Have you ever heard someone describe a woman as having “porcelain skin”?
It’s a real compliment. It means the woman has skin that’s smooth and flawless… like a China doll.
China dolls were all the rage long before little girls started playing with Barbies. And they were known for their gorgeous complexions.
Women spend a lot of money these days trying to achieve a porcelain complexion. Many opt for chemical peels that burn away skin with harsh acids. One of the most popular acids dermatologists use is trichloroacetic acid, or TCA.
But TCA has been shown to cause cancer in animals. The state of California even added it to its registry of toxic substances.1
I don’t recommend using harsh chemicals on your skin. Especially one that’s a known toxin like TCA.
Today, I’m going to share how you can get porcelain skin without putting your health at risk. And believe it or not, the secret comes right from China dolls themselves.
You see, the reason those dolls have such beautiful complexions is because they’re made from a special clay called kaolin. It’s named for Kao-ling, the town in China where it was first discovered around 1700. But most people call it “China clay.”
Kaolin clay is the secret to making fine china and porcelain.
But it is also the secret to giving your own skin a flawless finish. Let me explain…
China clay has unique electromagnetic qualities. The molecules in the natural clay have a negative charge. When it comes into contact with your skin, the charge binds to toxins and other impurities. It actually pulls them out through the pores of your skin.
Kaolin also has high levels of silica. That helps remove dead skin cells to clear the way for skin to regenerate.
This makes kaolin clay perfect for a facial mask.
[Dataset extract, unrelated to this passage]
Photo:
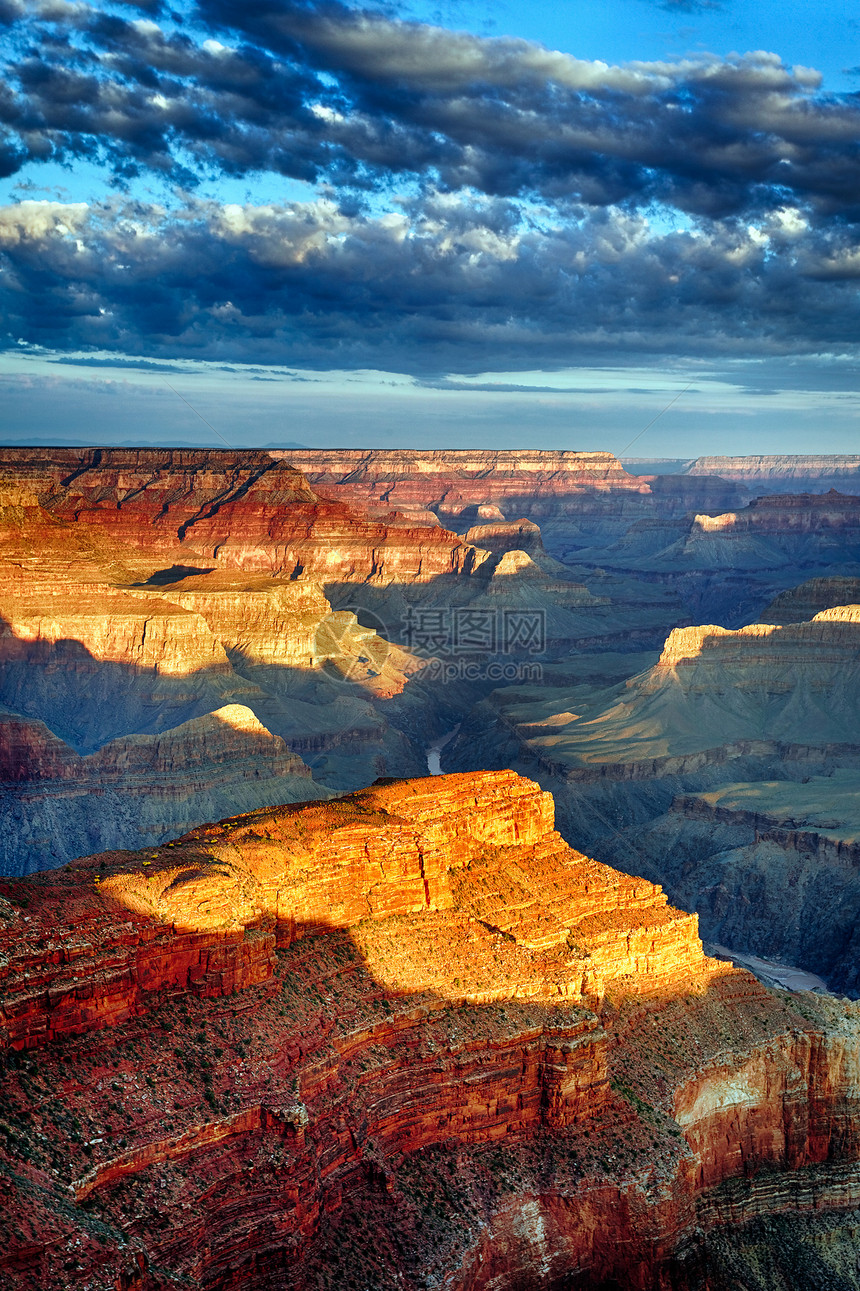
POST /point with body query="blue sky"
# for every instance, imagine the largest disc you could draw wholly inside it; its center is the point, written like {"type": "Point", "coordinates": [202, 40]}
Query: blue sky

When you apply kaolin to your face, it deep cleans and purifies the skin. It removes blackheads and whiteheads, and softens the skin.
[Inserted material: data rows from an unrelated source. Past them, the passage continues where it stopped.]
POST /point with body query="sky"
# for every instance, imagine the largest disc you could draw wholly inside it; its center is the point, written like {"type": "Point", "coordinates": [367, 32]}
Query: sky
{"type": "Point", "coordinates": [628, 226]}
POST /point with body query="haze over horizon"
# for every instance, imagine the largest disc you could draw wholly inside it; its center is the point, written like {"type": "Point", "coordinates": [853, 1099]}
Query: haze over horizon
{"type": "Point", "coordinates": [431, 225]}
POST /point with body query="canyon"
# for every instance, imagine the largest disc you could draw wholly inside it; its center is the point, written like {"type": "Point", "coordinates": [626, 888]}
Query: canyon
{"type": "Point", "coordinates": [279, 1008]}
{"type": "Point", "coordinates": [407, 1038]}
Other types of clay can be too harsh for your face. But China clay is gentle. It does not strip the skin of natural oils like some other clays can. And it has unique minerals like iron, magnesium, calcium, sodium and zinc that nourish skin.
Kaolin’s natural electromagnetic charge also increases blood circulation to give your skin a healthy glow.
I advise my patients to use a clay mask once or twice a week for a deep cleanse. It can help draw out excess oils, dirt and environmental toxins that can add years to your face.
And if your skin is oily, it dislodges old sebum that clogs your pores and can lead to acne.
You can find powdered kaolin clay on the Internet. It’s not very expensive. You may also see it called China clay, white clay or kaolinite clay.
Kaolin comes in several different colors, depending on where it is found naturally. You can use any of them — red, orange, yellow, pink, brown, or white. But make sure it’s “cosmetic grade.”
To make a simple mask, just add two tablespoons of distilled water to two tablespoons of kaolin clay. But I also recommend adding some other ingredients to your clay mask to help boost your skin cells with vital nutrients and moisture.
Try making this easy kaolin clay mask at home. I think you’ll find it leaves your skin plumper, smoother, clearer, and more radiant… just like a China doll!
Kaolin Clay Face Mask
- 2 tablespoons of kaolin clay
- 2 tablespoons of chamomile infusion (chamomile tea steeped for five hours or more)
- 3 drops of lavender essential oil
- Mix all ingredients in a small glass or ceramic bowl. If the paste is too thin add more clay.
- Apply mask evenly to a damp, clean face with your fingertips.
- Let it dry 5 minutes for sensitive skin, or 15 minutes for normal or oily skin.
- Wash off the mask with warm water and a wet wash cloth.
- Apply your regular toner to close pores, followed by your moisturizer.
You can also add kaolin clay to your bath to soften and moisturize dry skin. Just mix ¼ cup of kaolin clay with a few drops of lemon or orange essential oil. Add the mixture to lukewarm bath water and soak for 10 to 20 minutes.
To Your Good Health,
Al Sears, MD, CNS
1. OEHHA Science For A Healthy California. Trichloroacetic Acid Hazard Identification Executive Summary. Jul 16, 1999.